Des larmes, des frissons et des maillots bien repassés
Quelques mètres plus loin, devant la boutique du PSG, la fièvre est tout aussi contagieuse. Vincent et Mégane en ressortent les bras chargés de reliques : casquettes, gourdes et écharpes du match collector. Le pack de survie idéal pour affronter le stress de la soirée. Si le coup de sifflet final délivre le PSG face à Arsenal, les vannes vont s'ouvrir.
"Tu pleures, mon père, il pleure", anticipe déjà Mégane, des étoiles plein les yeux. "Ça va être impressionnant, ça donne des frissons. Ça va crier ! Les voisins ne sont pas prêts. Et on continuera la fête jusqu'au bout de la nuit !".
Pour d'autres, pas question de vivre ce moment historique loin de Paris. Clarisse et Enzo, la vingtaine, n'ont pas hésité à faire la route depuis Montpellier pour regarder le match dans un bar de la capitale.
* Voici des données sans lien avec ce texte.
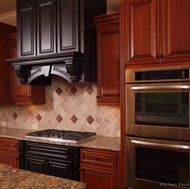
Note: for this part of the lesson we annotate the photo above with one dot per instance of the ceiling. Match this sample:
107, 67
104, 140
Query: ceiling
7, 6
Chez eux, tout est déjà millimétré : "On a les maillots prêts à la maison, bien propres, repassés", sourit la jeune femme.
À l'approche du coup d'envoi, Enzo résume l'état d'esprit général d'un peuple rouge et bleu qui refuse de trembler : "Là, c'est pour marquer l'histoire. On a hâte d'en découdre. On va les exploser. J'ai pas peur moi !". En cas de victoire, qui serait historique, face à Arsenal, tous ont déjà prévu de converger vers la Tour Eiffel. Bien décidés à faire la fête, et surtout, à se casser la voix.